04 - Divide the cooked quinoa into four serving bowls. Artfully arrange portions of the roasted sweet potato, fresh greens, halved cherry tomatoes, diced cucumber, sliced avocado, and thinly sliced red cabbage over the quinoa. Drizzle generously with the tahini dressing and finish with a sprinkle of pumpkin seeds.
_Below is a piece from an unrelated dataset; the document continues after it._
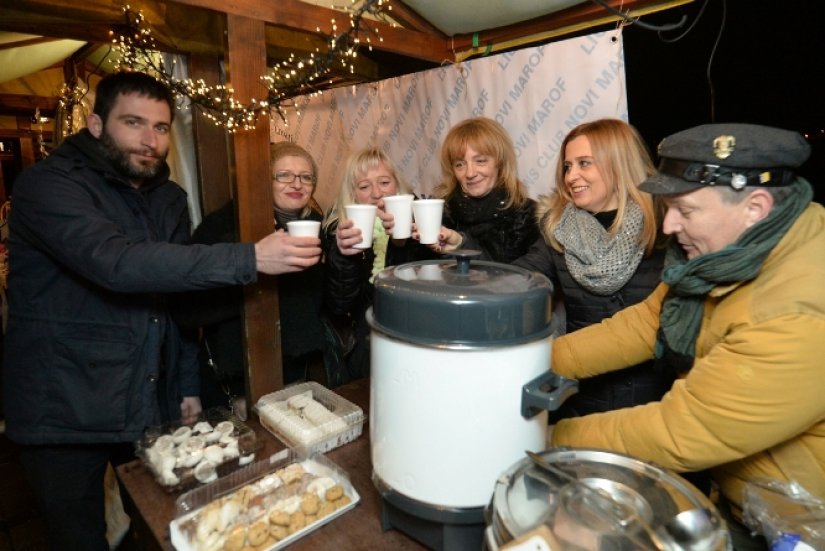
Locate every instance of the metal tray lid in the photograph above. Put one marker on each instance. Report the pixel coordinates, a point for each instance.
(600, 500)
(459, 301)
05 - Serve immediately. Alternatively, you may refrigerate the components separately and assemble the bowls just before serving.

# Expert Advice:

01 -
  • Ready in under an hour
  • Packed with plant based nutrients
  • Completely customizable to your preferences
  • Naturally gluten free and vegan friendly
  • Perfect for meal prep
02 -
  • Excellent source of complete plant protein from the quinoa
  • Rich in fiber for digestive health
  • Loaded with vitamins A and C from the sweet potatoes and vegetables
  • Contains healthy fats from avocado and tahini
  • Naturally gluten free and allergen friendly
03 -
  • Toast your quinoa in the dry saucepan for 2 minutes before adding water to enhance its nutty flavor. The extra step takes minimal time but makes a noticeable difference in the final taste profile.
  • Similarly massaging your kale if using it instead of spinach transforms it from tough to tender making it much more pleasant to eat.
  • Finally when making the tahini dressing room temperature ingredients blend more smoothly so let your tahini come to room temperature if it's been refrigerated.